April 20, 2010

Envy

Do you ever feel like you are on the longer, slower path to get somewhere in your life? Lately that is the way Pat and I have been feeling about some stuff. Now do not get me wrong, I am blessed beyond measure and very happy with my life. It just sometimes appears that things fall into other people's laps or that they have such an easy path for what they want. I have to keep reminding myself that appearances can be deceiving. While it may seem like the quick, easy path for them, there may be something else in their life that is a struggle for them or maybe the quick and easy path is not all it is cracked up to be. I also try to accept that while I cannot see it at the present time, there is a reason I am on the path I am, and it is where I am meant to be. It can sometimes be a challenge to keep my eyes from turning green with envy. I just have to remember that no matter the path I end up taking, I will get where I am supposed to go.

5 comments:

Just Another MilSpouse said...

I love this post. It is so true. I think the thing I am most envious of is other couples and the fact that just about everyone in my family takes for granted that their significant other is there EVERY DAY. I can get so jealous sometimes, but like you, I remind myself that this is our plan. I just have to roll with it for now because it will be worth it in the long run. And like you said "there is a reason I am on the path I am, and it is where I am meant to be" So, thanks for this post.

Lindsey

Erin said...

I know exactly what you mean. It really is important to remind yourself that you never know the whole situation. What might seem good on the outside, could be hiding struggles in other areas.

Dawnll said...

You are wise beyond your years!
Thank you for the wonderfully worded reminder. I was just talking to another friend about this yesterday.Envy is so draining. I need to also remind myself that I am where I am suppose to be.My hardest lesson is when things keep happening to me I think what is this?
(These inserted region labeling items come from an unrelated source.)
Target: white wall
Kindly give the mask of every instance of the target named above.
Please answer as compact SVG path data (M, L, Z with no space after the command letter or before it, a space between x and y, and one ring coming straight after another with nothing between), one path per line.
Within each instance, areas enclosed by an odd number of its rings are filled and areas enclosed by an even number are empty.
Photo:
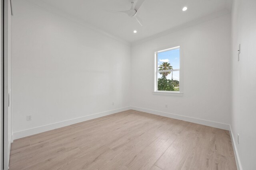
M232 12L231 127L244 170L256 169L256 1L234 0ZM240 60L237 61L241 44ZM240 143L237 140L240 135Z
M13 5L14 134L130 106L130 45L25 0Z
M133 44L131 106L229 124L230 30L227 14ZM153 94L154 52L179 45L183 96Z

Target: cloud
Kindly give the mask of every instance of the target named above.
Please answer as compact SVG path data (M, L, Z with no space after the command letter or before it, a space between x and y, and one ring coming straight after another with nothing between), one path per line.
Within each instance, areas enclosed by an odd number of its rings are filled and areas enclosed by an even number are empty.
M170 60L169 60L169 59L160 59L159 61L161 62L169 62Z

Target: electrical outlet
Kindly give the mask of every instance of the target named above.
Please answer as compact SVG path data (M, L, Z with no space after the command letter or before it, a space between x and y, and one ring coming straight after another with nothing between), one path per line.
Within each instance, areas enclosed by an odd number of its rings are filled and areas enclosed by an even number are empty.
M27 121L29 121L32 120L32 115L28 115L27 116Z

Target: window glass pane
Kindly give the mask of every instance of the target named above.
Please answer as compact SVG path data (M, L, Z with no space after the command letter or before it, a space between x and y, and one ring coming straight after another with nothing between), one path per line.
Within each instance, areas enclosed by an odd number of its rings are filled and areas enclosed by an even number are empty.
M180 49L158 53L157 62L158 70L180 69Z
M157 90L180 91L180 71L158 73Z

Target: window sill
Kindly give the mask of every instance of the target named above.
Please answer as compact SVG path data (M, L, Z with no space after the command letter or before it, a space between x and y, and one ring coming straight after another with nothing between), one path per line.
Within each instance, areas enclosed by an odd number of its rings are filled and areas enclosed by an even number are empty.
M152 94L158 95L176 96L183 96L183 93L174 92L152 92Z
Then I realize I must not have learned a lesson and it will keep happening untill I learn what I am suppose to know.
Life is funny that way.

Raising Z and Lil C said...

I find myself wondering this same thing often. I too am so appreciative of everything I have but you are right, some people make it look so easy. I agree with Erin though that we do not know the whole situation and maybe they do struggle in other ways. Great post!

nancy said...

OH my. I am totally green with Envy. ALL of my sisters are pregnant. EVERY single one of them. For one year we have been trying and have just started year #2. LOTS of tears and freak outs. Green with envy for sure.